Commission warns Aurora it must continue to address underlying reliability issues
Published03 Nov 2022
The Commerce Commission has warned power lines company Aurora Energy Limited for an excessive level of power outages in 2020. The warning relates to the last of a series of breaches of its network quality standards relating to historic underinvestment in the replacement of assets and maintenance on the network.
Aurora owns and operates the poles, lines and other equipment that distributes electricity from Transpower’s national grid to over 92,000 homes, farms and businesses in Dunedin, Central Otago and Queenstown Lakes. Aurora is a wholly-owned subsidiary of Dunedin City Holdings Limited, owned by the Dunedin City Council.
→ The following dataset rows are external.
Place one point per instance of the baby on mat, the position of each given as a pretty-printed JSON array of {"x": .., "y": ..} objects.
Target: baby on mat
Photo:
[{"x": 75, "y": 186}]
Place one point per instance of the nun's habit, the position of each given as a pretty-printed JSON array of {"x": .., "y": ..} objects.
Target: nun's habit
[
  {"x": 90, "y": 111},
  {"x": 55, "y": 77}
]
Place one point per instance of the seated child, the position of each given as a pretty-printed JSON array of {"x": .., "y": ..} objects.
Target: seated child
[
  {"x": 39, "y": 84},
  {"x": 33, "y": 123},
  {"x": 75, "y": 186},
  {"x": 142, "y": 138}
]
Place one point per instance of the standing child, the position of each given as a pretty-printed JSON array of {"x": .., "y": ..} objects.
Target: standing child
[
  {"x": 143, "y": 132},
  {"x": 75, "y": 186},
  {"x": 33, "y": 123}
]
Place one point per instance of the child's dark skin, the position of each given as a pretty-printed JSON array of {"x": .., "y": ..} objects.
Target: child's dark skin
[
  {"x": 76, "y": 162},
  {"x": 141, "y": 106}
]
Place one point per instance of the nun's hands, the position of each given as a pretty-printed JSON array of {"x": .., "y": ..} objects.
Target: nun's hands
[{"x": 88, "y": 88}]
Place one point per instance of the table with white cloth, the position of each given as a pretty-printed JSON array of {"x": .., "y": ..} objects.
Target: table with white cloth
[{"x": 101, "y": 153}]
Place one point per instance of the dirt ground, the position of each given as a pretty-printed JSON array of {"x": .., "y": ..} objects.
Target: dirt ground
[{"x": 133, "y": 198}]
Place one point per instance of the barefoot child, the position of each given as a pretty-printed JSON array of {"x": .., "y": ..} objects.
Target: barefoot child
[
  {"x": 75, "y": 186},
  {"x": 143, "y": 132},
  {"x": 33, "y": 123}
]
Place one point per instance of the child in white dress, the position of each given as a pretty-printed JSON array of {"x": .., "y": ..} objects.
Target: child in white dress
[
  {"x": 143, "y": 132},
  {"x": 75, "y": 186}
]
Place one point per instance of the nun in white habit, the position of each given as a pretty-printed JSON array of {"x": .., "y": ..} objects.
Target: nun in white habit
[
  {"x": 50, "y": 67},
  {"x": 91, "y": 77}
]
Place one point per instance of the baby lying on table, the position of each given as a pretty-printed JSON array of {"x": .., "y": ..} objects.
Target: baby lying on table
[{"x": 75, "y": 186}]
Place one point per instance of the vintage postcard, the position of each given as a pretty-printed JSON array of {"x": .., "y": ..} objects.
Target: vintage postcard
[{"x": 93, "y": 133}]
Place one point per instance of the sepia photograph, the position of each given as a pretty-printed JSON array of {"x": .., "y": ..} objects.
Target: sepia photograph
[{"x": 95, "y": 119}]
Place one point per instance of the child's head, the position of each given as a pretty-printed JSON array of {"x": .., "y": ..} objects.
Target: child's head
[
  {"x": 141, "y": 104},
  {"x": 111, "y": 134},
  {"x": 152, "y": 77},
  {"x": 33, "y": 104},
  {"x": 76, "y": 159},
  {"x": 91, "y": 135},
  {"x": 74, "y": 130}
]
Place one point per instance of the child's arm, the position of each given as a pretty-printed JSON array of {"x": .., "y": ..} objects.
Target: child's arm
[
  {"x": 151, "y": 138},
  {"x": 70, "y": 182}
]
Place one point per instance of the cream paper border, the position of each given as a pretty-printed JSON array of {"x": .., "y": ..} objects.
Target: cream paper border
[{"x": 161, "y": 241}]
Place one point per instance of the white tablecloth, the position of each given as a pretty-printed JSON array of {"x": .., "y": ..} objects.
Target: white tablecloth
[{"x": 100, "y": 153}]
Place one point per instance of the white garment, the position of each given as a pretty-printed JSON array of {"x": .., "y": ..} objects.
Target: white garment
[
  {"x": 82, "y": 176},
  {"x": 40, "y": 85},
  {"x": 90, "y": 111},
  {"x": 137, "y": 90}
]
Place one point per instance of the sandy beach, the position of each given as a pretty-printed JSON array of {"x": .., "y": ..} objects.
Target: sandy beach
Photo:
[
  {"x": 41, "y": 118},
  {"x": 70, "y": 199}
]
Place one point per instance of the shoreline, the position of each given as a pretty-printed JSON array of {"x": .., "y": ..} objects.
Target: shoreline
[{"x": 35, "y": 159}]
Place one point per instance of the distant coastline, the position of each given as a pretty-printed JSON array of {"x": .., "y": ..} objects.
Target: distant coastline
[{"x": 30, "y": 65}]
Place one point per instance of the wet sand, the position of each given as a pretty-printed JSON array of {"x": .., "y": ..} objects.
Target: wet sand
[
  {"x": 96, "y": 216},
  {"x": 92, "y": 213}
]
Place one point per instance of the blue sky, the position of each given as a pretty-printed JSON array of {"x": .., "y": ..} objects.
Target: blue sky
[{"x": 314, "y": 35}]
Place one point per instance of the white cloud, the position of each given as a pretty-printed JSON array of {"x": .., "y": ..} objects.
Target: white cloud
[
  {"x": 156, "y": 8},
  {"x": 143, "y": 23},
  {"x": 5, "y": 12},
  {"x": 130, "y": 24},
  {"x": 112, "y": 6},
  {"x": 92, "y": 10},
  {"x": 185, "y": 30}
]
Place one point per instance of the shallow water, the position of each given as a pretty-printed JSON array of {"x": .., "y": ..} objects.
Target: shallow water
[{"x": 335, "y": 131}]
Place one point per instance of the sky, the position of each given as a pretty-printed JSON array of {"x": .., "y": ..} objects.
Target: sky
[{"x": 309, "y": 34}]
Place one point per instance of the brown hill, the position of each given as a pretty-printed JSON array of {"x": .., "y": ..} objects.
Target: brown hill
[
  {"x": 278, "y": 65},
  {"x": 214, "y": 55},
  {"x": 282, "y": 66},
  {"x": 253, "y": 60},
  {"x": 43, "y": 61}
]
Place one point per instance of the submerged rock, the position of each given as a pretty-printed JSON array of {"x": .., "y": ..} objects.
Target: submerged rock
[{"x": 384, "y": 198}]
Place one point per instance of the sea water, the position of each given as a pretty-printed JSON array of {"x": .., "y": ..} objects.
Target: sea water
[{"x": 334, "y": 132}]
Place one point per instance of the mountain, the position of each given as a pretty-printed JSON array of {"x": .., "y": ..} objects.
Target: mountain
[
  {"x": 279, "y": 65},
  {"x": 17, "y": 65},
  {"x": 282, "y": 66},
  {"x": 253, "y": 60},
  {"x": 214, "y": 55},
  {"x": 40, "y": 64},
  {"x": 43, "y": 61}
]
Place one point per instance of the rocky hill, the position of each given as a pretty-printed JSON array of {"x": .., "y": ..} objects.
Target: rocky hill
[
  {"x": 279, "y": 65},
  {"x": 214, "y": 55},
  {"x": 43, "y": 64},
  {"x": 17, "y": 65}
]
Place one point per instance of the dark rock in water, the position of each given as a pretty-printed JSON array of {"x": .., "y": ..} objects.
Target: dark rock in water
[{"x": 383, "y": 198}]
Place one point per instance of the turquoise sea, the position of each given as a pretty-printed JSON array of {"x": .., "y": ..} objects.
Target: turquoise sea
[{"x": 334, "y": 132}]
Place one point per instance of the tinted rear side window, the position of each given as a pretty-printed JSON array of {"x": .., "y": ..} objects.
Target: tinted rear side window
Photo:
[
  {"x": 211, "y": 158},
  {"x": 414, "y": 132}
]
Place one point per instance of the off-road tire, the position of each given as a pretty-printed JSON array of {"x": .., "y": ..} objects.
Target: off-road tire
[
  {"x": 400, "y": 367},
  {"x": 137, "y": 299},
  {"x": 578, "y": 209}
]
Aurora was previously penalised almost $5 million by the High Court for breaches of its network quality standards across 2016-2019. The Commission considered the full range of enforcement responses, including seeking further penalties, but ultimately chose to warn Aurora for its breach in 2020 noting:
Aurora’s 2020 breach was largely inevitable due to its conduct in the years leading up to its earlier breaches, for which it had already been penalised;
the previous penalties against Aurora act as a deterrent to similar underinvestment by Aurora or other suppliers in the future, and an additional penalty would not significantly strengthen this deterrence; and
Aurora had already made significant investment to remedy the situation and committed to continuing to invest in its network supported by its June 2020 application for a customised price-quality path.
The Commission acknowledges the serious impact the outages had on Aurora’s consumers. The Commission is monitoring Aurora more closely as part of detailed reporting requirements placed on it as part of the customised price-quality path that was set for Aurora in 2021. The first tranche of reporting against these requirements was published by Aurora on 31 March 2022 and is available here.
Background
Aurora is regulated under Part 4 of the Commerce Act as one of 30 suppliers of electricity lines services in New Zealand. The Commission regulates Aurora by requiring it to publicly disclose information on its network and performance, as well as by capping the amount of revenue it can recover from consumers and setting the minimum standard for the quality of service it must provide.
At the time of the breaches of its quality standards, Aurora was subject to the default price-quality path, a set of revenue requirements and quality standards that apply across price-quality regulated suppliers by default. Where a supplier considers that these requirements and standards do not meet its particular circumstances, it can apply to the Commission to have its requirements and standards customised.
Aurora applied for a customised price-quality path in June 2020 seeking additional revenues to fix, upgrade, maintain and operate its electricity lines network and a lower reliability standard while it carried out this work. In March 2021, the Commission set a customised price-quality path for Aurora allowing it to recover a total of up to $563.4 million from customers over five years, and set quality standards, which were reasonably achievable but also required Aurora to arrest the deterioration of the reliability of its network.